To Invest in a New Economy, Cut the Old Economy Pentagon

By Lindsay Koshgarian

The economy has had its chance, and failed: it just doesn’t provide for all of us. Whether you’re feeling trapped by student debt or working part-time instead of full-time because that’s all you could find, the free market isn’t coming to your rescue.

The fact is, an economy that works for everyone will be an economy where the federal government plays a bigger role. That’s right, I said it: the answer is big government.

The federal government is the single entity best positioned to steer us toward a more equal future, with serious investment in job creation, infrastructure, education, transportation, and innovations to combat climate change, among other things. Now, cue up the naysayers: how will we pay for our big government?

If you said taxes, you’d be right, but only partly: of course we need to insist that corporations and the wealthiest Americans pay their fair share of taxes. Americans support a more fair tax system, and the kind of investment we need depends on it.

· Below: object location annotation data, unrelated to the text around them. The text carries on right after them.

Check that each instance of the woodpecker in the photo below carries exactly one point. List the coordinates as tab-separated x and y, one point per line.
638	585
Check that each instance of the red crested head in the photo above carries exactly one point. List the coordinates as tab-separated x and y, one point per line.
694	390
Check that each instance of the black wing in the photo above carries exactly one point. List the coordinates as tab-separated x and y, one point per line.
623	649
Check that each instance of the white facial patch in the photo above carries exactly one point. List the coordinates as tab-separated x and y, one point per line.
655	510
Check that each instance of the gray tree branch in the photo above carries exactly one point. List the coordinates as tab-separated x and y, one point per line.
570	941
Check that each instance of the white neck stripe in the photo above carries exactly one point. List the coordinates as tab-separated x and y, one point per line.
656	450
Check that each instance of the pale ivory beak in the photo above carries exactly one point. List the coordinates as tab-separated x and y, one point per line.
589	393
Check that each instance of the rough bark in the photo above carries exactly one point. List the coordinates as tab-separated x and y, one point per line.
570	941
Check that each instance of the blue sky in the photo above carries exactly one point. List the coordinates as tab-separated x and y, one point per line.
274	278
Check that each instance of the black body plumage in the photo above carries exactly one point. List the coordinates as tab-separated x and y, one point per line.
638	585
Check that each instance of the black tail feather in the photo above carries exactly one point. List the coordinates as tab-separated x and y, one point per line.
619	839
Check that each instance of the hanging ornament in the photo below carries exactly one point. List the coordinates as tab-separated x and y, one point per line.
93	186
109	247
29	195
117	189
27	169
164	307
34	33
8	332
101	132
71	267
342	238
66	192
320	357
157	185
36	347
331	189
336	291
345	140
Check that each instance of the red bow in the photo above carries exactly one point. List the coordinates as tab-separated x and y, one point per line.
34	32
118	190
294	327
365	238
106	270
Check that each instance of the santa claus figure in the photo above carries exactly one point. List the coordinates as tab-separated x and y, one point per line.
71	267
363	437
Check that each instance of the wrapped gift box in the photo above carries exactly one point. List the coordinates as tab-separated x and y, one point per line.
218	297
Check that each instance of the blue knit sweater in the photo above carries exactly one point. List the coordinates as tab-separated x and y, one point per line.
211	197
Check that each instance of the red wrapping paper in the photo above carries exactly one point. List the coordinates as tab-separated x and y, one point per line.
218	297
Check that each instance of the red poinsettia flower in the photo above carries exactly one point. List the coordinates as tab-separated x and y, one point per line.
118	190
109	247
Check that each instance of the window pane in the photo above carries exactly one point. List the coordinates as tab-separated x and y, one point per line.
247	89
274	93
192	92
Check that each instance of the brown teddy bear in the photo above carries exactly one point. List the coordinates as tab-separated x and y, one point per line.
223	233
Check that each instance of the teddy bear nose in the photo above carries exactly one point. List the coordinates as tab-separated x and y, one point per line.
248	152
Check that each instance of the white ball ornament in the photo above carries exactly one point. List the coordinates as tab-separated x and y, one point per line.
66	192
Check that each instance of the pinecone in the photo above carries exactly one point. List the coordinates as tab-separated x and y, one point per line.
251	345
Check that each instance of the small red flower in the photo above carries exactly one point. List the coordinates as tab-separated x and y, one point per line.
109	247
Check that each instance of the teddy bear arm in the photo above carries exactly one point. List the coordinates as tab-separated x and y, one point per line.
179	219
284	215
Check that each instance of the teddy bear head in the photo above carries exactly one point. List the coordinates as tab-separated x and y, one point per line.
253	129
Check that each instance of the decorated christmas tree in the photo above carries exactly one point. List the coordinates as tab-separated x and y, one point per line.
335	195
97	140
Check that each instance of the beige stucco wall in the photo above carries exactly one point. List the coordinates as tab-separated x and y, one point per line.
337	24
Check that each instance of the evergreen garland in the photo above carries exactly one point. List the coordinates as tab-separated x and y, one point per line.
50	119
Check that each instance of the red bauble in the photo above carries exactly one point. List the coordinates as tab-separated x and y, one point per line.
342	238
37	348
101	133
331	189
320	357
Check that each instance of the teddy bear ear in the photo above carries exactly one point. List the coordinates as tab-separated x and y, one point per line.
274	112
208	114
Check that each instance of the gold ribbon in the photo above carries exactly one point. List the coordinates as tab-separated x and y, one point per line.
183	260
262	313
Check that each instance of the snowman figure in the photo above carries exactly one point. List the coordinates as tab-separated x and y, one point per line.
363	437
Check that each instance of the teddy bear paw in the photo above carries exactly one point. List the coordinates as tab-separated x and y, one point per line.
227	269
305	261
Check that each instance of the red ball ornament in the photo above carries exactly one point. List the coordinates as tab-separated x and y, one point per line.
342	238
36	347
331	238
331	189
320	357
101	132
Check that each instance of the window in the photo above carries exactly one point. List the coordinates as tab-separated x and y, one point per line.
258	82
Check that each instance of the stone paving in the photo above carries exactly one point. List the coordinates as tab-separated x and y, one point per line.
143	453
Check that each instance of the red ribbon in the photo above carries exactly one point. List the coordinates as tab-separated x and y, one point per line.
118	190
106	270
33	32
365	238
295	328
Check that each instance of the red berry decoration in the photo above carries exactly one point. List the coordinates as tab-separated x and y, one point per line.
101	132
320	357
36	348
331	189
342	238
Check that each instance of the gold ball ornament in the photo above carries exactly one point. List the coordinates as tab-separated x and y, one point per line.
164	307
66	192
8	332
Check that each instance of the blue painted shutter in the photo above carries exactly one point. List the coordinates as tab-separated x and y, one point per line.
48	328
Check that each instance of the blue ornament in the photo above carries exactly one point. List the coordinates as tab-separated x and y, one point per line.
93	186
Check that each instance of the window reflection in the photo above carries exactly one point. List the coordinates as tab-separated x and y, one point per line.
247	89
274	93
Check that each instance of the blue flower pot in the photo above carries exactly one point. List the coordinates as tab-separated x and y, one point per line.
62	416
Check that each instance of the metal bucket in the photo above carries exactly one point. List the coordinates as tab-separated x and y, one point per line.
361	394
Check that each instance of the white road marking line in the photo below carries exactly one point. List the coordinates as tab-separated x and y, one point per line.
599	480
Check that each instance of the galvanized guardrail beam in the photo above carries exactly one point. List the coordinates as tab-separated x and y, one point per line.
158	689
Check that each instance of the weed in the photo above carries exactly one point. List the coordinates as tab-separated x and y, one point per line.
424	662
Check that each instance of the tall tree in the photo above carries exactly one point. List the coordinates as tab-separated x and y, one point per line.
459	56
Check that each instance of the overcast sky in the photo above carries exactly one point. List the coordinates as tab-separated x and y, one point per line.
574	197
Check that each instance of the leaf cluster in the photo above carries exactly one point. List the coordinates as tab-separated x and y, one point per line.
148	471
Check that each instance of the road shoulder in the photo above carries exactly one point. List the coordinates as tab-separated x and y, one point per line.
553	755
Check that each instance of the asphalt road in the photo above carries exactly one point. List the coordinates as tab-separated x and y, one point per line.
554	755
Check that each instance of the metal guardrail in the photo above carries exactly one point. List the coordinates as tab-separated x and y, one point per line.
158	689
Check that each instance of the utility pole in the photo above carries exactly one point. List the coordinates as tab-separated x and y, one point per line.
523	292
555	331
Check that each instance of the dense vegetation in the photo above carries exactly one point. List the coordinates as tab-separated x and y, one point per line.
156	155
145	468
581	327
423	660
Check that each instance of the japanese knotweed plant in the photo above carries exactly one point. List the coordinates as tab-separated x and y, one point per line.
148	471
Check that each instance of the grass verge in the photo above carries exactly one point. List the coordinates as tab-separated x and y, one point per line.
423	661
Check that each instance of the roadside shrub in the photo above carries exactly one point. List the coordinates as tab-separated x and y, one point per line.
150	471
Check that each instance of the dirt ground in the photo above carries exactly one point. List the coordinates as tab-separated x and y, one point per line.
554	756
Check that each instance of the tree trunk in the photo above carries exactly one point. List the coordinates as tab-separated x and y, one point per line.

It’s hard to overstate how lopsided our tax system is. Since the 1940s, the share of taxes paid by corporations has drastically declined, from nearly 40 percent to 11 percent in 2015. Individual taxpayers pick up the slack.

Meanwhile tax breaks for both corporations and individuals have skyrocketed: worth only $285 billion in today’s dollars forty years ago, they’re worth over $1 trillion today. And of the biggest tax breaks, nearly one in five dollars benefits the wealthiest one percent.

There are some common sense fixes: raising the top income tax rates for individuals with the highest incomes, closing tax loopholes like the capital gains special rate, and closing corporate loopholes like those that allow U.S. corporations to hold profits offshore. We should overhaul our tax policy to do these, and more.

But there’s another, less recognized way we could fund the investment we need. If there’s one area where even our anti-tax politicians have gone happily about creating big government without batting an eye, it’s the Pentagon.

How big of a problem is this? Well, in 2015 the Pentagon had at its disposal a $64 billion slush fund that was roughly equal to all federal student aid that year. And that was just the slush fund: total Pentagon and related spending came in at more than $600 billion, more than half of the federal discretionary budget.

Pentagon defenders use any number of arguments to defend this status quo. They funnel hundreds of billions of dollars to contractors like Lockheed Martin and call it job creation. But this is old economy thinking. The fact is that the same dollars could create more jobs in health care or education. They claim we need this investment for national security. But it’s easy to see now that U.S. attempts to address threats primarily through military action often backfire, making us less safe, as they have with the creation of ISIS in Iraq.

Cutting the Pentagon budget by just one percent – easy to do without risking national security, by cutting down on pet weapons systems, reducing the bureaucracy that anti-government ideologues love to hate, or limiting deals with service contractors – could free up the cash to:

  • Add more than half a million Head Start slots, increasing program participation by more than 50%; or
  • Send 600,000 students to college, tuition-free; or
  • Power more than 5 million households with renewable wind;

Every single year.

A new economy that offers something for everyone will take government investment, big time. And to make that happen, we need to take on not only our broken tax system, but the too-big Pentagon.

 


Lindsay Koshgarian is research director of the National Priorities Project.